From red to purple: What Ossoff’s path through the 6th District means

An AJC map of the party results in the April 18 special election in Georgia’s 6th District.

Democrat Jon Ossoff’s trail of blue through Georgia’s 6th District flowed from the working-class Tucker suburb to the antique shops of Chamblee through the southern stretch of fast-urbanizing Dunwoody and blossomed across parts of Sandy Springs.

It darted north from there, hugging the spine of Ga. 400 — and the MARTA line — curving to the doorsteps of downtown Roswell and into the office parks of Alpharetta before jotting east toward the country club subdivisions of Johns Creek.

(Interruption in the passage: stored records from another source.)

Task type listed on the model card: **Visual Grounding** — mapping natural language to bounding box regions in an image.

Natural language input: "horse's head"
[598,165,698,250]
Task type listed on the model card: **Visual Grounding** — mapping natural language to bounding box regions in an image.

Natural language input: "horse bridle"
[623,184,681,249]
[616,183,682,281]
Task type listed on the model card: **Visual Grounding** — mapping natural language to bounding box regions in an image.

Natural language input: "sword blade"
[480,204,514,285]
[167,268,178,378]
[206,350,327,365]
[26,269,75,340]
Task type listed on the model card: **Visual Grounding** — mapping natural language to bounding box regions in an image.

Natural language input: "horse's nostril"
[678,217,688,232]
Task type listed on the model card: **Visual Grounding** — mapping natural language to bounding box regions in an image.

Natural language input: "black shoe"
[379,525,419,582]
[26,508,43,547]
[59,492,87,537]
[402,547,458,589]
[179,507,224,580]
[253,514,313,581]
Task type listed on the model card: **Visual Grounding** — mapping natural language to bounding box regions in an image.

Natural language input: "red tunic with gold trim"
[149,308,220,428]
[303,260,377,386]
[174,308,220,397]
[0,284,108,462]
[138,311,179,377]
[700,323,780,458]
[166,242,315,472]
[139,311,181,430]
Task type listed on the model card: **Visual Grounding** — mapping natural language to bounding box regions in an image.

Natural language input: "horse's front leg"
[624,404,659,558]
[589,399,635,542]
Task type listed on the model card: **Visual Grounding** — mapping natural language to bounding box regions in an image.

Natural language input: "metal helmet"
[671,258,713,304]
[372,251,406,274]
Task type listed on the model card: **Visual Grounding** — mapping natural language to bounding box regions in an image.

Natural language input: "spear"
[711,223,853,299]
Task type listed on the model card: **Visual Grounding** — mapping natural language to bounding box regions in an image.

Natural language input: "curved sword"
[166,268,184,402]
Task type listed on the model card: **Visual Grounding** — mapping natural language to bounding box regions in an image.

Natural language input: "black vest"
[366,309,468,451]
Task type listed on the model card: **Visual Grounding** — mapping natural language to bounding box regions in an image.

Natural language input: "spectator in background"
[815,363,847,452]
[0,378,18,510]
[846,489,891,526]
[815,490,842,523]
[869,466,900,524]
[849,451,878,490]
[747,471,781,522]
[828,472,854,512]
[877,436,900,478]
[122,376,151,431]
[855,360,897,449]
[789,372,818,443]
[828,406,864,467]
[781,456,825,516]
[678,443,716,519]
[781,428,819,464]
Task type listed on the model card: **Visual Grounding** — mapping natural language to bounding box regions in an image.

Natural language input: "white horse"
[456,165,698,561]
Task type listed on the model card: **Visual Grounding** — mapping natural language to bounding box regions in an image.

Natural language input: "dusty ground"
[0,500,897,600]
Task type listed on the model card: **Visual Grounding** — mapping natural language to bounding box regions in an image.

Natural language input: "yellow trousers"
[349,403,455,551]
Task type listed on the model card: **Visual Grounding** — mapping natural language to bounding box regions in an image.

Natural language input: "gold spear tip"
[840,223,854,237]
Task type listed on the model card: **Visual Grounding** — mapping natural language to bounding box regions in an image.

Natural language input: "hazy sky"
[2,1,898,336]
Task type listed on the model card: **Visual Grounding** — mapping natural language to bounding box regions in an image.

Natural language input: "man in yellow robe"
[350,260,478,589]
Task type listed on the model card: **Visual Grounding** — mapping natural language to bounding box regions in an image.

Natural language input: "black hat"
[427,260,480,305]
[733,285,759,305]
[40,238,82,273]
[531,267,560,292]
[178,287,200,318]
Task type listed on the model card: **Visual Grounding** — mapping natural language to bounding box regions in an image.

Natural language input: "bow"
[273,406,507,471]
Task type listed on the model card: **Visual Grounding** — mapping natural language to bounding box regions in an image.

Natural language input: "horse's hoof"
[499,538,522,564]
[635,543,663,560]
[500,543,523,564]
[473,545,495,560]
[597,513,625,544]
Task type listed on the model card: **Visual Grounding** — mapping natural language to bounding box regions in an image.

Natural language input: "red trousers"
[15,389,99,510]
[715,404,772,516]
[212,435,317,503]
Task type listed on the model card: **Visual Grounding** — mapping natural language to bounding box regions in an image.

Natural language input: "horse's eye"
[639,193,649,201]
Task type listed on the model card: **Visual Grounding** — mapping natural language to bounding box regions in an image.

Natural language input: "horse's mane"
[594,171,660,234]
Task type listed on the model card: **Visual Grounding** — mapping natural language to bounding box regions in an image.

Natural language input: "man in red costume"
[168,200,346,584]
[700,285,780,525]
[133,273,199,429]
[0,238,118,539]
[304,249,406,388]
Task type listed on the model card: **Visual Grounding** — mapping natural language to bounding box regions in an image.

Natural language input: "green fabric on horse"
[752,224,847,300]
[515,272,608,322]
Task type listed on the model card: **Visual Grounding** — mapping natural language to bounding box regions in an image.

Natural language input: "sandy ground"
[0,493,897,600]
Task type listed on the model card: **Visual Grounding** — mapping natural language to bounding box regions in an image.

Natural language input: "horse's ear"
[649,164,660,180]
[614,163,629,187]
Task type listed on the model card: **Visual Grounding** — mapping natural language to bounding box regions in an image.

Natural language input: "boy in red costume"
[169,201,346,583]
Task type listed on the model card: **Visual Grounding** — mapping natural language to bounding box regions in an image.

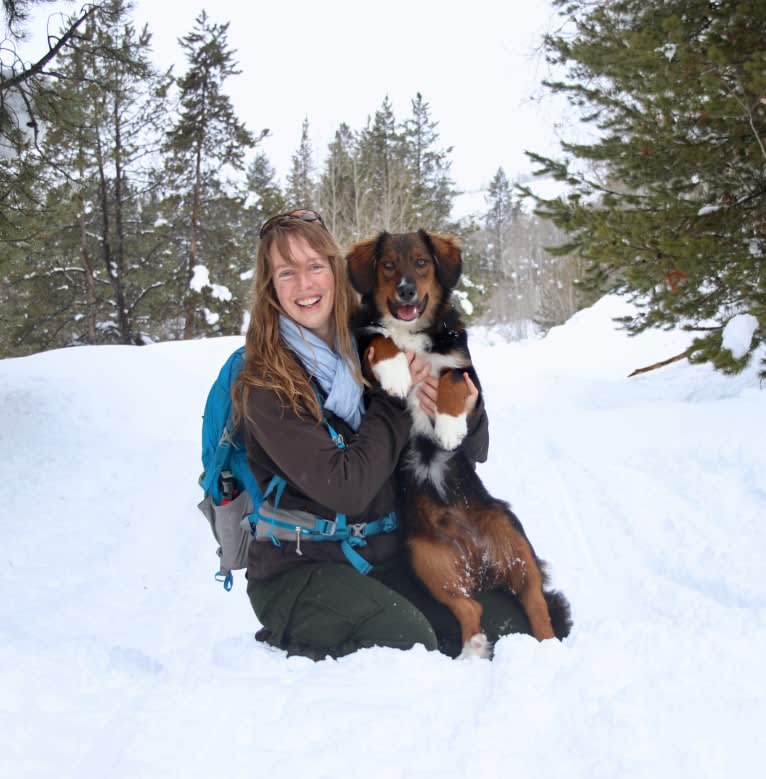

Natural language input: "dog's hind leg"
[513,561,556,641]
[479,507,557,642]
[501,542,556,641]
[450,599,492,659]
[408,537,490,658]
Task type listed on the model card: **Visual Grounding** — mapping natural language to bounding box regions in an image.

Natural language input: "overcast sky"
[19,0,571,216]
[133,0,569,207]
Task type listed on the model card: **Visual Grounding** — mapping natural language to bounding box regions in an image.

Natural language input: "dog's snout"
[396,277,417,302]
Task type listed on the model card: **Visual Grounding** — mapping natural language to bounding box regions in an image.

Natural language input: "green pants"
[246,556,532,660]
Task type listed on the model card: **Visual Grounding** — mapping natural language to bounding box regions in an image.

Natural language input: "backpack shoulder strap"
[200,347,246,502]
[309,380,347,450]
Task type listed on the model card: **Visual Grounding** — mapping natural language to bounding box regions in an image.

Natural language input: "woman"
[233,208,531,659]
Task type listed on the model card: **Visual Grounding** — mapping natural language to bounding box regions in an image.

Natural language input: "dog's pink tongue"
[396,305,418,321]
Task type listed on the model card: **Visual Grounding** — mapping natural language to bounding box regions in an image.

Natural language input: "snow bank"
[1,296,764,778]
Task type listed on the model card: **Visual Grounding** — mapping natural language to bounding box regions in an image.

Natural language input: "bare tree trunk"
[77,195,97,343]
[94,114,131,343]
[112,92,131,344]
[75,118,97,343]
[184,143,203,339]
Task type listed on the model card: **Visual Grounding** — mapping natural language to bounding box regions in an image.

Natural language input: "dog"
[347,229,572,658]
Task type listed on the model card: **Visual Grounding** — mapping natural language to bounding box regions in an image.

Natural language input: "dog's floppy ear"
[346,232,387,295]
[419,230,462,289]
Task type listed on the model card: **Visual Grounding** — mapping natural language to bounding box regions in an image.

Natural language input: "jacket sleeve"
[243,385,412,517]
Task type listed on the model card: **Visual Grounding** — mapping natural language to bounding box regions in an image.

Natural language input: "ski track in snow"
[1,296,765,778]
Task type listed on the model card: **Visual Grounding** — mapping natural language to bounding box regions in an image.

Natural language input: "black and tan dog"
[347,230,572,657]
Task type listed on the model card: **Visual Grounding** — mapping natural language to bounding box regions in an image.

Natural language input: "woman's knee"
[350,595,438,653]
[249,562,438,658]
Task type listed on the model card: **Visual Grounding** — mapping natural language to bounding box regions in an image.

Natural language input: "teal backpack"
[198,347,397,590]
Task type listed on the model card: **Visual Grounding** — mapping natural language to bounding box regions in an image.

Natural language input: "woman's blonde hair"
[234,215,361,426]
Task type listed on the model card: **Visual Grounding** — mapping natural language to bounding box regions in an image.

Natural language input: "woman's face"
[270,234,336,345]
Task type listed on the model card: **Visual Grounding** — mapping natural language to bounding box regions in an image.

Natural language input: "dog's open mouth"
[388,295,429,322]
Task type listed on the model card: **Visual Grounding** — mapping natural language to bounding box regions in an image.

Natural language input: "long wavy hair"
[233,216,362,427]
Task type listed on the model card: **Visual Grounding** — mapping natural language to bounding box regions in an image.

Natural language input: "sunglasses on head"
[258,208,326,239]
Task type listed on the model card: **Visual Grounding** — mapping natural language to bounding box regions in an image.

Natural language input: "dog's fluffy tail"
[544,589,573,640]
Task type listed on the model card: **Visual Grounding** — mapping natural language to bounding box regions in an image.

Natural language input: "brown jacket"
[238,377,489,580]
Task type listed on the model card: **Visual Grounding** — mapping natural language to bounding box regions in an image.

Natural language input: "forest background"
[1,0,763,378]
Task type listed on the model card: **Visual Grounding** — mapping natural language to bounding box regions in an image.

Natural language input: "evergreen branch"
[1,4,100,90]
[127,281,164,316]
[736,96,766,164]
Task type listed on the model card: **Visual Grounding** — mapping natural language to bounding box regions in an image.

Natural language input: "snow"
[1,295,765,778]
[190,264,232,301]
[202,307,220,326]
[656,43,677,61]
[452,289,474,316]
[722,313,759,359]
[0,61,37,159]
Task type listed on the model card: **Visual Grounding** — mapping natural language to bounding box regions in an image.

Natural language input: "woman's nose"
[294,268,313,288]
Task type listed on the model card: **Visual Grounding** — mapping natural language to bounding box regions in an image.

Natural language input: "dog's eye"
[382,261,395,271]
[415,258,428,268]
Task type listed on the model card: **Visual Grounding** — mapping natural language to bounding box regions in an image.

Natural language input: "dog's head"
[346,230,462,328]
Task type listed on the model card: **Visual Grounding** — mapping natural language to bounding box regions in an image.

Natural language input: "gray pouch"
[197,490,254,574]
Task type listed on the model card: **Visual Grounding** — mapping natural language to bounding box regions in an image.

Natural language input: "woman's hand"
[406,350,431,386]
[461,372,479,416]
[417,371,479,420]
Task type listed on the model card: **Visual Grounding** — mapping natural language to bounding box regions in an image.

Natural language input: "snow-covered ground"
[1,296,764,778]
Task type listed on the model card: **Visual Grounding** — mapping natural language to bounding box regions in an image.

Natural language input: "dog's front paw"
[458,633,492,660]
[372,351,412,399]
[433,411,467,450]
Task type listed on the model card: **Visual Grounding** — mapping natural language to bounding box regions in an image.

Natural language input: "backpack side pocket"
[198,490,254,574]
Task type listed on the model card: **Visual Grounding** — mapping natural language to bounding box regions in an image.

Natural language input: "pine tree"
[164,10,263,339]
[245,151,285,241]
[484,166,514,278]
[357,96,413,232]
[1,0,170,355]
[481,167,539,328]
[315,96,459,245]
[285,117,316,209]
[89,1,170,344]
[1,1,101,152]
[523,0,766,375]
[317,122,358,244]
[1,0,115,301]
[403,92,455,231]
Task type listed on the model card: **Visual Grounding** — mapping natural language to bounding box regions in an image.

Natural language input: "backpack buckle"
[350,523,366,538]
[315,518,337,536]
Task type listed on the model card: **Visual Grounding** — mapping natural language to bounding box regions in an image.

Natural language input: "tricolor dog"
[347,230,572,657]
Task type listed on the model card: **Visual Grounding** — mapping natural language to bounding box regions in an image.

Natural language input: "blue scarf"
[279,314,365,431]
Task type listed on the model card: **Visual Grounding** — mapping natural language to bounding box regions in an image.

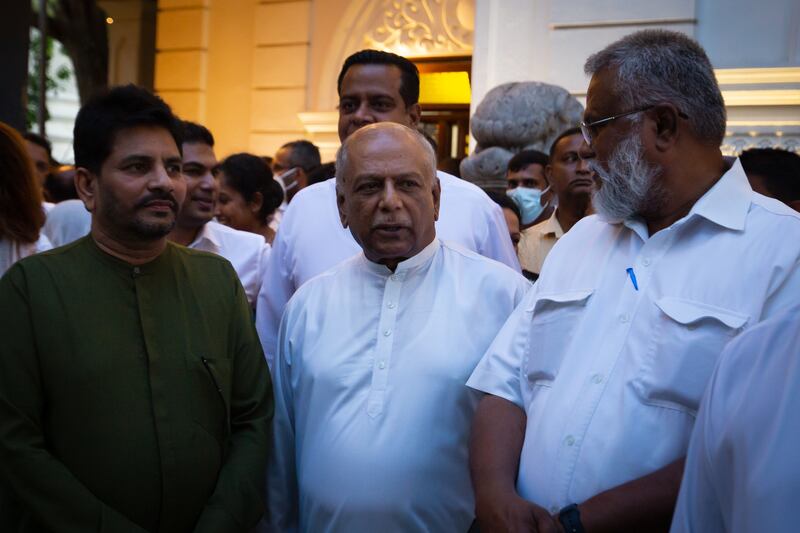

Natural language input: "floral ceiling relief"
[364,0,474,56]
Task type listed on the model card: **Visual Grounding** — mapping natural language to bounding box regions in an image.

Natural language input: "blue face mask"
[507,186,550,226]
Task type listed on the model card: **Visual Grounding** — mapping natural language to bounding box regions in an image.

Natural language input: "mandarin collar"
[86,235,173,276]
[361,238,440,278]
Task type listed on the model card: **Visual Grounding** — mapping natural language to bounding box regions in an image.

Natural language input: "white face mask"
[507,185,551,225]
[276,167,300,193]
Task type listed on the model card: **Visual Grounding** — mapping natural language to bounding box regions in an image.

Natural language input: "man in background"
[518,127,594,277]
[168,120,269,307]
[740,147,800,211]
[506,150,553,229]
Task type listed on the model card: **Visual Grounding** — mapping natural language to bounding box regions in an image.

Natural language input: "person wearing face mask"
[269,141,321,232]
[505,150,554,229]
[518,128,595,277]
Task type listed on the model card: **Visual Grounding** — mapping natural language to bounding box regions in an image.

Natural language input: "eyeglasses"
[580,105,654,146]
[581,105,690,146]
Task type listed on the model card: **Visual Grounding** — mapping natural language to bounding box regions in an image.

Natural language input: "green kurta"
[0,236,273,533]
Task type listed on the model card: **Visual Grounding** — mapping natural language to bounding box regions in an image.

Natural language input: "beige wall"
[155,0,313,159]
[155,0,477,161]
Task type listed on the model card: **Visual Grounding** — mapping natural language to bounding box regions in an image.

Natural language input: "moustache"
[135,193,179,212]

Republicans entered last week’s special election fearful that Ossoff might win the race to succeed Rep. Tom Price outright. They were right to worry: If not for big GOP margins in east Cobb and a sweep of nearly all of Milton, residents of the north Atlanta district would now be calling Ossoff their Congressman.

 



 

Instead, he and Republican Karen Handel face a June 20 runoff that could well be the most expensive U.S. House election in the nation’s history. It is both tug-of-war between national Republicans and Democrats and an electoral test for Donald Trump, who has waded deep into the election.

For metro Atlanta, though, it’s a different type of barometer. Residents are coming to terms with the notion that their turf is suddenly competitive: A 30-year-old first-time candidate outpolled Republicans in areas so conservative that Democrats often don’t even bother to enter local elections.